You mention simulation: Here are results from a simulation in R of 100,000
realizations of $X^2,$ where $X \sim \mathsf{Exp}(\text{rate}\, \lambda = 1/3)$ and
$n = 5.$  Your reason for simulation is unclear; perhaps you want to
see if theoretical and simulated answers agree.
Of course, if $n$ is large enough, this sum of independent random
variables will be approximately normal. With $m = 100000$ the mean and
SD should be accurate to a couple of significant digits.
set.seed(309) # retain for exactly same simulation; delete for fresh run
m = 10^5; n = 5; lam = 1/3
x = rexp(m*n, lam)
MAT = matrix(x^2, nrow=m)  # each row of matrix is sample of size n
s = rowMeans(MAT)
mean(s);  sd(s)
## 17.90796
## 17.83484
hist(s, prob=T, br=100, ylim=c(0,.05), col="skyblue2", main="")
lines(density(s, from=0, to=300), lwd=2, col="darkgreen")

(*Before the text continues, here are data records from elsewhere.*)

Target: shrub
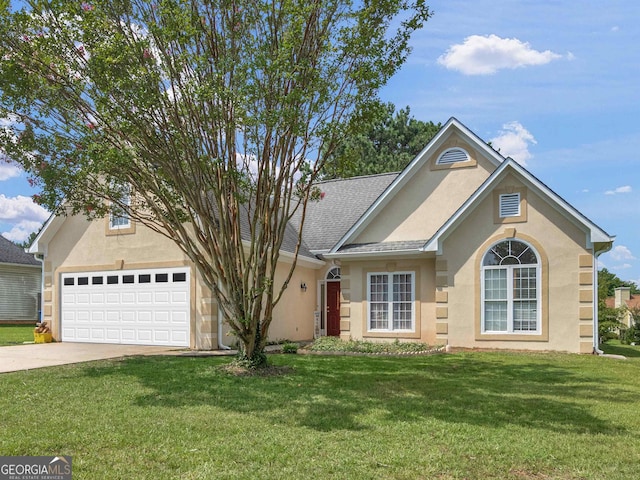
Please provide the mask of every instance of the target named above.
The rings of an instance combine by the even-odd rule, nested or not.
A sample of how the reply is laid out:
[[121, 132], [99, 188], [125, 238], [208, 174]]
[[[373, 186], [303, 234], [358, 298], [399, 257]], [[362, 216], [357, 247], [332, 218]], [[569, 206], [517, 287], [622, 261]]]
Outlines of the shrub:
[[338, 337], [320, 337], [309, 347], [314, 352], [354, 352], [354, 353], [418, 353], [430, 352], [433, 347], [426, 343], [400, 342], [393, 343], [367, 342], [364, 340], [344, 341]]
[[626, 345], [640, 345], [640, 325], [636, 323], [623, 330], [620, 334], [620, 341]]
[[298, 344], [292, 342], [283, 343], [282, 353], [298, 353]]

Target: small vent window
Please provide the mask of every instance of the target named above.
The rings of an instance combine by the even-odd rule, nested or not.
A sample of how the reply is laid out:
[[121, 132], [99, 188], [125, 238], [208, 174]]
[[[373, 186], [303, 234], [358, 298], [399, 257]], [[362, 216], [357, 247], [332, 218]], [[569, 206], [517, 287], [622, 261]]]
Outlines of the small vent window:
[[462, 148], [449, 148], [442, 152], [436, 161], [436, 165], [451, 165], [452, 163], [466, 162], [469, 154]]
[[520, 216], [520, 194], [505, 193], [500, 195], [500, 217]]

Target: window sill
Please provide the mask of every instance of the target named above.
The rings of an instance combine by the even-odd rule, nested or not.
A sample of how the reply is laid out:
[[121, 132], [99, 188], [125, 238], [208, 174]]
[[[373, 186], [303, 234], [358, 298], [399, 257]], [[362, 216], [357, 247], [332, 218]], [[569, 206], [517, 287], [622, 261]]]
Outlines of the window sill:
[[534, 332], [534, 333], [481, 333], [476, 335], [476, 340], [489, 340], [489, 341], [501, 341], [501, 342], [547, 342], [549, 341], [549, 335]]
[[420, 333], [415, 330], [368, 330], [362, 336], [365, 338], [420, 338]]

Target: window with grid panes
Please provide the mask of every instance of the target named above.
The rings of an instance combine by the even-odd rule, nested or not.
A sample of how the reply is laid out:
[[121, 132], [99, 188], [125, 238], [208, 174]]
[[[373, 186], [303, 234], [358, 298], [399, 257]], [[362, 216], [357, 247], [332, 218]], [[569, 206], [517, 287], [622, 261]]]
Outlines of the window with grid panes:
[[370, 331], [414, 330], [414, 284], [413, 272], [368, 275]]
[[482, 260], [483, 333], [540, 332], [540, 262], [519, 240], [491, 247]]

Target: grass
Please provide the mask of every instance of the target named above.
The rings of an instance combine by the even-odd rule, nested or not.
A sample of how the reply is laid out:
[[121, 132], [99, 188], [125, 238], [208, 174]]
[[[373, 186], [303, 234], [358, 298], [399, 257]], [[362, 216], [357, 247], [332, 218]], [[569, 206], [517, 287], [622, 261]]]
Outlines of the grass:
[[33, 323], [28, 325], [0, 325], [0, 347], [33, 342], [33, 329]]
[[640, 346], [624, 345], [620, 342], [620, 340], [609, 340], [600, 348], [604, 353], [624, 355], [625, 357], [629, 358], [640, 357]]
[[0, 452], [76, 479], [635, 479], [640, 359], [133, 357], [0, 375]]

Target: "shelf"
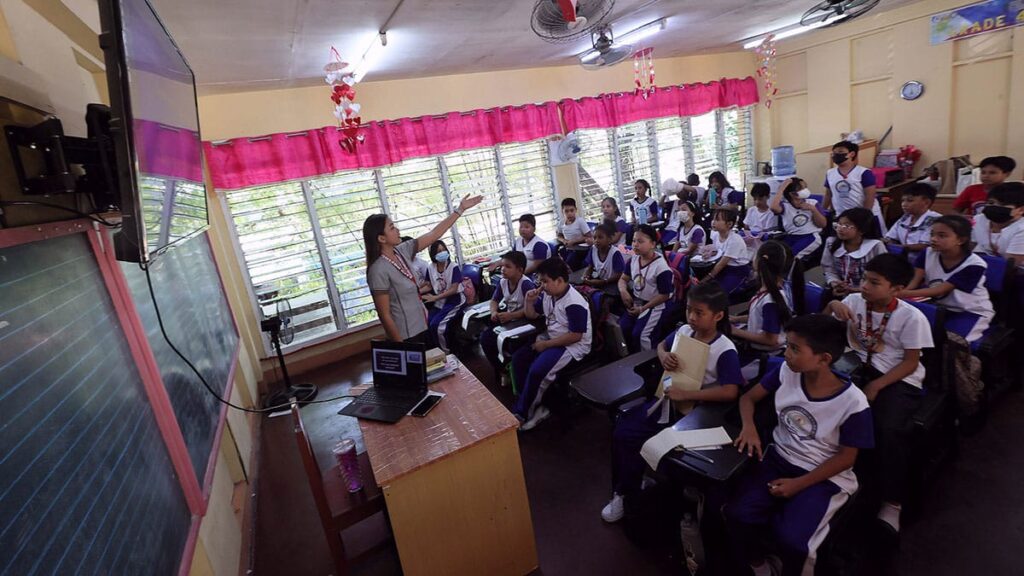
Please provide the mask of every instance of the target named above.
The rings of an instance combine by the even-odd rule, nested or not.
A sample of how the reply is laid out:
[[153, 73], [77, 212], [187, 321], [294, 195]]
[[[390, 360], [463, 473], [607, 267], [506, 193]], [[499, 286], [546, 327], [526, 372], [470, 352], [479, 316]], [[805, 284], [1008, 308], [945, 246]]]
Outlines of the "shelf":
[[[868, 138], [860, 143], [861, 150], [869, 150], [871, 148], [878, 148], [878, 140], [874, 138]], [[813, 150], [804, 150], [803, 152], [797, 152], [797, 154], [825, 154], [832, 151], [832, 145], [822, 146], [821, 148], [815, 148]]]

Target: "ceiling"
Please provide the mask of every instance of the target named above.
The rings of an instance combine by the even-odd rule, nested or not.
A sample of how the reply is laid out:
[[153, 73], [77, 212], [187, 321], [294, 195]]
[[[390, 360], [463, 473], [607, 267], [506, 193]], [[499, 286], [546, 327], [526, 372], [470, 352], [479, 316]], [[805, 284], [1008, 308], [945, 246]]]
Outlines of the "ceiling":
[[[336, 47], [358, 61], [399, 0], [150, 0], [203, 92], [323, 82]], [[616, 0], [622, 34], [668, 17], [649, 38], [656, 56], [739, 49], [741, 41], [797, 22], [816, 0]], [[875, 12], [912, 0], [883, 0]], [[530, 29], [534, 0], [405, 0], [367, 81], [564, 66], [589, 39], [549, 44]]]

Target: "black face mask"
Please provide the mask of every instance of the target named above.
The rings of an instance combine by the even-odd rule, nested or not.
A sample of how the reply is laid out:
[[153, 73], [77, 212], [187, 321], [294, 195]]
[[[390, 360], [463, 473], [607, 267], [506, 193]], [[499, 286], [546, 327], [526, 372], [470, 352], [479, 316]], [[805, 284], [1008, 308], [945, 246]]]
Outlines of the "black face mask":
[[988, 218], [990, 222], [995, 222], [996, 224], [1005, 224], [1013, 217], [1010, 215], [1009, 206], [989, 205], [982, 208], [981, 213], [984, 214], [985, 218]]
[[839, 165], [842, 164], [843, 162], [846, 162], [846, 154], [836, 153], [832, 155], [833, 164]]

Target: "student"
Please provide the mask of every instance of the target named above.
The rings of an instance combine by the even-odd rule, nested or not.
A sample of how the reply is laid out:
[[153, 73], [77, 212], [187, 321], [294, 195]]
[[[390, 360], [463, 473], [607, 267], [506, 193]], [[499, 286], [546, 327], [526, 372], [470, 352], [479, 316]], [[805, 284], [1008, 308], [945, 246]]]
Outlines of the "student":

A: Since $x_1^2$ has characteristic function $\phi(t):=\int_0^\infty\lambda\exp(itx^2-\lambda x)dx$, $S$ has characteristic function $\phi^N(\frac{t}{N})$, making its pdf $\int_{\mathbb{R}}\dfrac{1}{2\pi}\phi^N(\frac{t}{N})e^{-itx}dt$. I doubt this has a nice expression, though of course the CLT gives a good approximation for large $N$. We have $\mathbb{E}x_1^k=k!\lambda^{-k}$, so $x_1^2$ has mean $2\lambda^{-2}$ and variance $20\lambda^{-4}$. Thus $S$ has the same mean and $N^{-1}$ times as much variance.